I would like to remove all apostrophes from an input String of English prose, but retain the original meaning and capitalisation, ie
What's the best/simplest way to achieve this in java?
There are some hard and fast rules for replacing contractions. Just have a method that performs those functions on your strings.
public String removeContractions(String inputString) {
inputString = inputString.replaceAll("n't", " not");
inputString = inputString.replaceAll("'re", " are");
inputString = inputString.replaceAll("'m", " am");
inputString = inputString.replaceAll("'ll", " will");
inputString = inputString.replaceAll("'ve", " have");
return inputString;
}
This will even preserve your possessives.
Of course, there are some contractions which are dependent upon context, such as he'd
. This could be "he could", "he would", "he had", etc., and as such is beyond simple replacement algorithms and more in the realm of machine learning.

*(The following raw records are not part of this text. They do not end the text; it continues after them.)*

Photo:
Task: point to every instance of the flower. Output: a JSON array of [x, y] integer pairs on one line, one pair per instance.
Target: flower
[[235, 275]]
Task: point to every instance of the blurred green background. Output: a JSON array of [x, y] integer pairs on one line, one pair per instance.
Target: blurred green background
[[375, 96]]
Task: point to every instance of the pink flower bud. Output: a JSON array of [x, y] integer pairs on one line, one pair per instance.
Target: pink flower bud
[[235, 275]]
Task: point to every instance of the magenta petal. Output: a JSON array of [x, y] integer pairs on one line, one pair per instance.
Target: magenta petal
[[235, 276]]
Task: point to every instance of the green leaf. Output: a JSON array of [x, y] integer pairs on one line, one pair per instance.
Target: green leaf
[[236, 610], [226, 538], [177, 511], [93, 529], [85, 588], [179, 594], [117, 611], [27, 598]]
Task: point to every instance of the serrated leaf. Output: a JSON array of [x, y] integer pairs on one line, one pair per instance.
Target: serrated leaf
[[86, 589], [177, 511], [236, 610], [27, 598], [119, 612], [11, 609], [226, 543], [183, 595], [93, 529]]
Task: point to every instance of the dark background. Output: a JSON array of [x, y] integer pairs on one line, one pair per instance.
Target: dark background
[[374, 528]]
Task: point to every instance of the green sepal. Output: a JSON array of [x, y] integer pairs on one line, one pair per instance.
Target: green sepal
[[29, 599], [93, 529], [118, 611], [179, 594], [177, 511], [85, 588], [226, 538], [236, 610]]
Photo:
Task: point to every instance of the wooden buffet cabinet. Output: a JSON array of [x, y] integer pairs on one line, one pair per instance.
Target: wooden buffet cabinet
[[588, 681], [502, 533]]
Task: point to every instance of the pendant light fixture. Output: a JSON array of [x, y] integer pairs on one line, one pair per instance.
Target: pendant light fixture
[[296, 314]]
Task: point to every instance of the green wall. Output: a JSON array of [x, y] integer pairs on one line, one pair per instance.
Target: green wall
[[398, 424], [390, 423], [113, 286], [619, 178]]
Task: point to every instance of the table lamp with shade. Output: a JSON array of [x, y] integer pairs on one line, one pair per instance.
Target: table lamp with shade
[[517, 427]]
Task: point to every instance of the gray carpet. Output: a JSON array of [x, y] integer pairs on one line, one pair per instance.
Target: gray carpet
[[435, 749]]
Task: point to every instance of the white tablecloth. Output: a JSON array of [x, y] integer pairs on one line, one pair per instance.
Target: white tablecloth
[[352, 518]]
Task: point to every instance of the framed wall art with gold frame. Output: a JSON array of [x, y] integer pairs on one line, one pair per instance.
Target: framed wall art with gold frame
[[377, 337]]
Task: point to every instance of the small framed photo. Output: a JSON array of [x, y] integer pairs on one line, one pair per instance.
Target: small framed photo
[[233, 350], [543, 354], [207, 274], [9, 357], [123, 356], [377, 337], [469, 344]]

public String removeControversialContractions(String inputString) {
inputString = inputString.replaceAll("'d", " would");
inputString = inputString.replaceAll("'s", "s");
return inputString;
}
Perhaps for the 's
you could check to see if the word containing it begins with a capital letter (indicating a name) and conditionally replace it with either s
or is
. However, this wouldn't catch normal contractions at the beginning of sentences, so...
If you want a simple and perfect approach, I'm not sure you'll get one. To do these more complicated things, you'll need either a large dictionary file which you constantly reference or machine learning techniques.